The Gallery of 19th Century Polish Art

Poland is undergoing a museum boom. Decades of underinvestment are being remedied thanks to generous E.U. funding and healthy economic growth, and museum projects are sprouting nationwide. Many of them feature interactive and multimedia elements — refreshing novelties in a country where an exhibition used to mean dusty cases and roped-off displays. The changes are being most keenly felt in the country's second city, Krakow, where four museums have been established or overhauled in the past nine months. Check out Poland's revamped cultural capital.

Museum of Contemporary Art in Krakow
MOCAK, the city's first contemporary-art museum, is designed by Italian architects Claudio Nardi and Leonardo Proli and housed in Holocaust hero Oskar Schindler's former enamel factory, adding cultural glamour to a previously neglected industrial area. It formally opens its doors in May, with shows by Ane Lan, Maurycy Gomulicki and others. See mocak.com.pl.

Schindler's Factory
Adjoining MOCAK, in the administrative buildings of Schindler's old factory, is a multimedia museum documenting life in Krakow under Nazi occupation from 1939 to '45. Featured are Schindler's office, contemporary film footage, period artifacts, sound effects, re-creations of resistance-fighter hideouts and the stories of countless survivors. Details at mhk.pl.

The Gallery of 19th Century Polish Art
Krakow's oldest public gallery, housed in the magnificent Renaissance Cloth Hall, reopened in September, after a three-year refurbishment brought it into the 21st century and added a wonderful rooftop café.
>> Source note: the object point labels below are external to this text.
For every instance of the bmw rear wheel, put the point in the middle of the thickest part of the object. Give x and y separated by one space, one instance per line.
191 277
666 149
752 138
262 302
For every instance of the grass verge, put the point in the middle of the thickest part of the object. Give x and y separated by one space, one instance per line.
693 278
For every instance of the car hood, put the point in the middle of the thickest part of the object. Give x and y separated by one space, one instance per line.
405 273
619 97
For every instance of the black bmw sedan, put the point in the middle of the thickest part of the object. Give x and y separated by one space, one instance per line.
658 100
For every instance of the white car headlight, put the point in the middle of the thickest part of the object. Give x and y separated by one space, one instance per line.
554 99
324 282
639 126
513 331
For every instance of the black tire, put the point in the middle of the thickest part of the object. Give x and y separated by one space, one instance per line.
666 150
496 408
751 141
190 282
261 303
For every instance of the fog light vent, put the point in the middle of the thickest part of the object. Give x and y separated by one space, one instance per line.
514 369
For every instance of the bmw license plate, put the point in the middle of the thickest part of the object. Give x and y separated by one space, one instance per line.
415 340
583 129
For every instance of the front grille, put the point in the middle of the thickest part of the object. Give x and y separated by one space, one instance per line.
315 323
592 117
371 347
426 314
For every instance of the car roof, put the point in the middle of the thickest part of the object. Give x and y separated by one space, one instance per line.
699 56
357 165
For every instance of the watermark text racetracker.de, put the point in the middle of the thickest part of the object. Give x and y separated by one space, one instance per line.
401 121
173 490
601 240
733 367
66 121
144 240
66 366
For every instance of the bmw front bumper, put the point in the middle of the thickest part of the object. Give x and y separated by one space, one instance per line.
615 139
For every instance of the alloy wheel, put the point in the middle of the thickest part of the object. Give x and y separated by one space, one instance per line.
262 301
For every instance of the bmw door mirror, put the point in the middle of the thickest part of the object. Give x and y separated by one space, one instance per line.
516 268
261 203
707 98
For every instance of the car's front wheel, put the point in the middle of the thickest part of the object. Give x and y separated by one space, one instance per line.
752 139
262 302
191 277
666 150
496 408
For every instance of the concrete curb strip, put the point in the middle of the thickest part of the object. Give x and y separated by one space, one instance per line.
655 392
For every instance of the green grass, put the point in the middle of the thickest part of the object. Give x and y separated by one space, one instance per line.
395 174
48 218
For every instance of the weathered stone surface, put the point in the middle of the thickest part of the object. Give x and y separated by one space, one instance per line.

The 19th century Polish art remains but can be viewed anew with state-of-the-art visual aids. Further information at muzeum.krakow.pl.

Podziemia Rynku
Four meters beneath Krakow's beautiful market square, the latest technology and $12.5 million have unearthed 1,000 years of history in the form of fascinating ruins and artifacts. Visitors enter though a wall of mist, which doubles as a screen reflecting scenes of medieval life in Krakow. See podziemiarynku.pl.